With Microsoft’s recent abandonment of Windows XP on April 8 came another announcement: not only was the “Bliss” photograph a real location in California, but it was also created by Charles O’Rear on a Mamiya RZ67 medium format camera and he hadn’t altered it in the least. In homage to O’Rear’s legacy, Microsoft created this video revealing the story behind that iconic hillside:
January 1996 found O’Rear driving through the Californian countryside en route to visit his girlfriend (now wife) just after a storm. Somewhere along that winding country road, he noticed a spectacularly green hillside begging to be photographed. He obliged, pulling over and setting up his camera while the clouds rolled in. He created four frames that day and then packed away his gear and continued his drive, concluding, “I think that was pretty nice.”
Apparently, Microsoft heartily agreed.
Shortly after O’Rear submitted the best of those four photographs to Corbis, an image licensing service founded by Bill Gates, Microsoft offered him one of the largest amounts ever paid for a single photograph. In fact, they offered so much that O’Rear wasn’t able to mail the original to Microsoft and instead had to fly to their headquarters to deliver it personally.
Since then, O’Rear has seen his photo everywhere, even places like the White House’s situation room and the Kremlin, and regrets having accepted a flat payment for the image instead of arranging a deal that would allow him to benefit from the image’s rampant public exposure.
“It was not a royalty type of situation,” O’Rear told Australia’s Sydney Morning Herald. “I should’ve negotiated a [better] deal and said, ‘Just give me a fraction of a cent for every time it’s seen and that would’ve been a nice arrangement.”
Microsoft did boost the green of the grass and cropped the image to optimal screen size, but beyond that, O’Rear insists that “Bliss” is an unaltered image.

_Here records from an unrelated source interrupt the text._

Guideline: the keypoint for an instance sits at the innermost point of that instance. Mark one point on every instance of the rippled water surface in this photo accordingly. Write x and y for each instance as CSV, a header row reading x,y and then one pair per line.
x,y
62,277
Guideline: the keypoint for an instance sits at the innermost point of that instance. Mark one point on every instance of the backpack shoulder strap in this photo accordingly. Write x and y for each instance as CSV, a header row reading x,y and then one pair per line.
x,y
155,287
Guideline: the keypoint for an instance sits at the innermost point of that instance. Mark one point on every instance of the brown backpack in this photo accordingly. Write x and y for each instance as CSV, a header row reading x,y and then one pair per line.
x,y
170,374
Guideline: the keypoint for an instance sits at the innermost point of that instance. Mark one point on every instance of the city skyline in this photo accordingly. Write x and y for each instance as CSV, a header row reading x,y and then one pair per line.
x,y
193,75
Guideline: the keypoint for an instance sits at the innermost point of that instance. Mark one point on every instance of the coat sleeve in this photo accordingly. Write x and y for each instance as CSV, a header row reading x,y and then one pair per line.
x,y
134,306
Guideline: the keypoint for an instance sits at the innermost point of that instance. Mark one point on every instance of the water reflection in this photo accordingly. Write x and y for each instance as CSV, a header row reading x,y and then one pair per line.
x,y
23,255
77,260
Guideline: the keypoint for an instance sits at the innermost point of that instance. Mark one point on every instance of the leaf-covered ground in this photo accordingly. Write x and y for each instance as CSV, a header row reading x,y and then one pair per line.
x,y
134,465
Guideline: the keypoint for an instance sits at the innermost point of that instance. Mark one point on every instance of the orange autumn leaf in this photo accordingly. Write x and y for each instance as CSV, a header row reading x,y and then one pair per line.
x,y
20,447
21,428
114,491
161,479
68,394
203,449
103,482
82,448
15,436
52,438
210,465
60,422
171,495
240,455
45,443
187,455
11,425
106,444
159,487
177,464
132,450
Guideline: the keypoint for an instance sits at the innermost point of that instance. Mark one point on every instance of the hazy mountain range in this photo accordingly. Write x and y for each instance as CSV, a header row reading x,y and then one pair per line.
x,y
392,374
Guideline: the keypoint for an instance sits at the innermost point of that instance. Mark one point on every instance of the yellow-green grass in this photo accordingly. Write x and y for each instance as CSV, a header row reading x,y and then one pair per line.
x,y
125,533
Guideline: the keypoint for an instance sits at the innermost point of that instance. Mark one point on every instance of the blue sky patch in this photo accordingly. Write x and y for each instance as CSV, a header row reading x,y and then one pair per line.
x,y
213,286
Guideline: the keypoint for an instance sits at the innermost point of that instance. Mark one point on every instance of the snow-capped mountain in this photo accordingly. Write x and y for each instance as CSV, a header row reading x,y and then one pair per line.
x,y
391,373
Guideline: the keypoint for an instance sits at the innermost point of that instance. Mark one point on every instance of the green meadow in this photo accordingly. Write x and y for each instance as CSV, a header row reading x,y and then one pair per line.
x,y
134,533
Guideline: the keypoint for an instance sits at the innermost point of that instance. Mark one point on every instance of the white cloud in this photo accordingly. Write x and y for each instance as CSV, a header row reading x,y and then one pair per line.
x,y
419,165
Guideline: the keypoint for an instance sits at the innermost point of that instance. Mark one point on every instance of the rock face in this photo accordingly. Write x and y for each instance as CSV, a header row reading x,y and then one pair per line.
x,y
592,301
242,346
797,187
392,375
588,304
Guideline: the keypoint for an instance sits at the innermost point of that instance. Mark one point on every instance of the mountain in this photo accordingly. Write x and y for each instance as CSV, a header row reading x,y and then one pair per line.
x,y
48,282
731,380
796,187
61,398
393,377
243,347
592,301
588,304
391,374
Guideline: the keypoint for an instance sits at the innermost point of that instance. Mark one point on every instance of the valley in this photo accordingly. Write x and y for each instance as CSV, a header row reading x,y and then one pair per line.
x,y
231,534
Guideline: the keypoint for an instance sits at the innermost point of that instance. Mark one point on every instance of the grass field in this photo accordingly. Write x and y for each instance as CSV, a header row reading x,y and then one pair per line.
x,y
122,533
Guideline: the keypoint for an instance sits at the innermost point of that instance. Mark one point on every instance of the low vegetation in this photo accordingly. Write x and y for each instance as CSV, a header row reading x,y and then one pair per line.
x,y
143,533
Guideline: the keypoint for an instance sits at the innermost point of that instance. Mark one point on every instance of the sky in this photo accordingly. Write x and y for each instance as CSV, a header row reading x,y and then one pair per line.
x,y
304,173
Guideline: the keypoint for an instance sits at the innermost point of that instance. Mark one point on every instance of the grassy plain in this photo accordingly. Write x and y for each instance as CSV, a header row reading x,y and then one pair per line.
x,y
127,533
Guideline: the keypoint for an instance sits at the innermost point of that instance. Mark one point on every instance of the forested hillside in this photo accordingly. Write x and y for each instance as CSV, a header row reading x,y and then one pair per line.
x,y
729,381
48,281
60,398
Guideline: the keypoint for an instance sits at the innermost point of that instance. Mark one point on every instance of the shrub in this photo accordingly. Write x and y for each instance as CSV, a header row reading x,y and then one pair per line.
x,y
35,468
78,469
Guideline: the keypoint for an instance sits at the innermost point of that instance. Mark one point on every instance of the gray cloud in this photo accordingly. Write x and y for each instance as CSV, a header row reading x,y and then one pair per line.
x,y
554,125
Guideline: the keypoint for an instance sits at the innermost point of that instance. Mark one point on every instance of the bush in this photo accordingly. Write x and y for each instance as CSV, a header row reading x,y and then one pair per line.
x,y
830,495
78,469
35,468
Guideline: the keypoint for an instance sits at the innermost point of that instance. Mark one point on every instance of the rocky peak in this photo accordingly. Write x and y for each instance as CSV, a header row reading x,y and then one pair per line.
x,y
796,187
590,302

“On film, what you see is what you get,” he says. “There was nothing unusual. I used a film that had more brilliant colors—the Fuji film—at that time and the lenses of the RZ67 were just remarkable. The size of the camera and film together made the difference and I think helped the Bliss photograph stand out even more. I think if I’d have shot it with 35mm, it would not have nearly the same effect.”
O’Rear enjoyed a successful career shooting assignments for National Geographic, the Los Angeles Times, and other well-respected publications, but strangely enough, it’s an image taken on a whim that he will be remembered by.